Three Common Types of Corporate Growth Strategies — Jason Feintuch
Businesses are always trying to outdo each other on the size of their market share. They, therefore, come with different strategies to help them stand out. A strategy is necessary even for a business to survive the vicissitudes of the market. There are three corporate strategy examples that a company can adopt in line with their reading of the market. A company might have a strategy with some variation, but all are spin-offs or combinations of the three.
Cost Leadership Strategy
This strategy works best for companies operating in an environment where the price is an essential determinant of customers’ choices. Even when the cost is the primary determinant for customer decisions, buyers still have expectations for quality. Thus, when the business leaders are working towards reducing the cost of production to achieve cost leadership, they must also be careful to meet the customer’s definition of a quality product.

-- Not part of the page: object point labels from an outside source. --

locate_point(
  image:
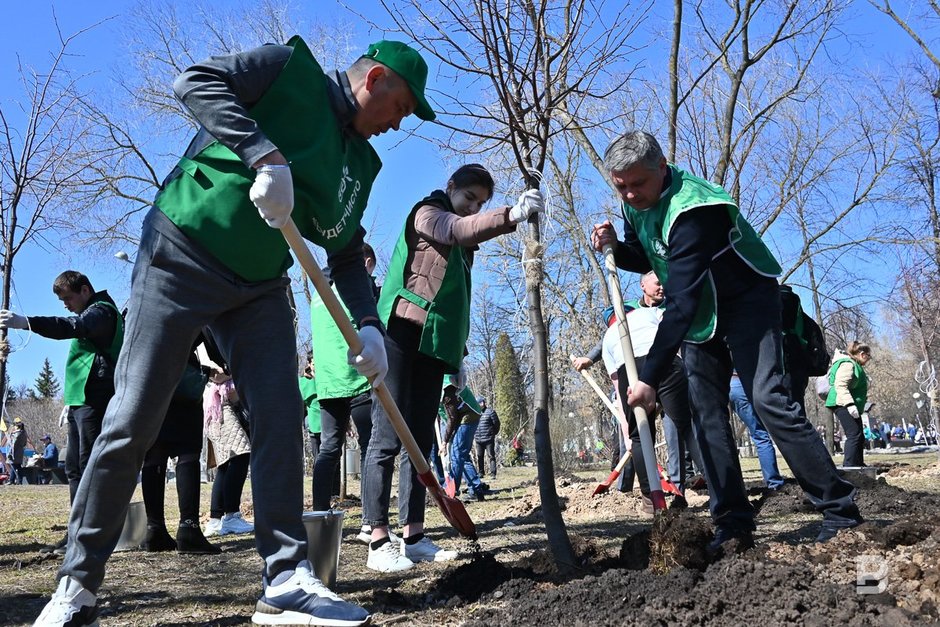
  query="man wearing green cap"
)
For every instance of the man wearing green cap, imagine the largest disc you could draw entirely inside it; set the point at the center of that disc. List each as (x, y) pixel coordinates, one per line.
(279, 139)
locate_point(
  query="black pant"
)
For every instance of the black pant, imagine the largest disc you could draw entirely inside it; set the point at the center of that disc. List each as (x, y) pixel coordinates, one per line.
(484, 448)
(84, 428)
(854, 437)
(673, 393)
(748, 339)
(227, 486)
(414, 381)
(334, 420)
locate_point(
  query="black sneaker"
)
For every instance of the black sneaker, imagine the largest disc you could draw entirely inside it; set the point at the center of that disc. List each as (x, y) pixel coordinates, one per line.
(189, 540)
(744, 540)
(158, 539)
(71, 605)
(301, 599)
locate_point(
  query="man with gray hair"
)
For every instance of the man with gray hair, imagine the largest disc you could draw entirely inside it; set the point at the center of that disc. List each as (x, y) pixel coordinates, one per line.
(722, 303)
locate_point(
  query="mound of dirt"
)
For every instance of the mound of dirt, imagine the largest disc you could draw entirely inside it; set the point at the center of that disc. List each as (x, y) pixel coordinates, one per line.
(734, 591)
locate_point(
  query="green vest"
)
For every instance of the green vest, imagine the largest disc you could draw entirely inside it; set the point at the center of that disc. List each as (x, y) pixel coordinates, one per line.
(332, 174)
(335, 377)
(653, 227)
(447, 327)
(858, 387)
(308, 392)
(82, 356)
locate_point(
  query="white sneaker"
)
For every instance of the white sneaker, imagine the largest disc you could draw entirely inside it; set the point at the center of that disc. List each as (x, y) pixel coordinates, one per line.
(388, 559)
(213, 527)
(302, 599)
(234, 523)
(365, 537)
(426, 551)
(70, 606)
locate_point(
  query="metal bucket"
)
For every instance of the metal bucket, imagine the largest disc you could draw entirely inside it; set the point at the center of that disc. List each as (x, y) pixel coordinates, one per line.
(135, 527)
(324, 537)
(353, 461)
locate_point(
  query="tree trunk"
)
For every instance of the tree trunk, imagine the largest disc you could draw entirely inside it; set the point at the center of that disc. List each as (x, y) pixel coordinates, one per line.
(558, 541)
(674, 81)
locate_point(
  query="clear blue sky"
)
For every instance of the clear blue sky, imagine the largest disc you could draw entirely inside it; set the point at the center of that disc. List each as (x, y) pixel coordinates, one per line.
(412, 166)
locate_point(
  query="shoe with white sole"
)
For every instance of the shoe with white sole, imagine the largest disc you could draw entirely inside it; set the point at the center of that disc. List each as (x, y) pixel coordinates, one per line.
(365, 537)
(234, 524)
(426, 551)
(302, 599)
(388, 559)
(213, 527)
(71, 605)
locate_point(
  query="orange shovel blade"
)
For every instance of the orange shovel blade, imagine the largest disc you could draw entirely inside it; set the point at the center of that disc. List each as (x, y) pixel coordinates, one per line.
(453, 510)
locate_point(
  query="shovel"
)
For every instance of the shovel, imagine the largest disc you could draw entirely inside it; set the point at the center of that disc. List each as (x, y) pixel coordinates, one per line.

Cost leadership can be achieved by reducing the cost of production through strategies such as global sourcing or reducing the company’s margin. The earnings lost on a reduced margin can be recovered by selling more products and being in business for a long time.
For an ongoing business, the leaders need to determine how much of the market share they need to control to enjoy meeting the target revenue they need to meet. They should then scale up their marketing efforts accordingly. This breaks down corporate strategy vs. business strategy; cost leadership is corporate strategy while scaling up marketing is business strategy. This strategy is usually good for market penetration.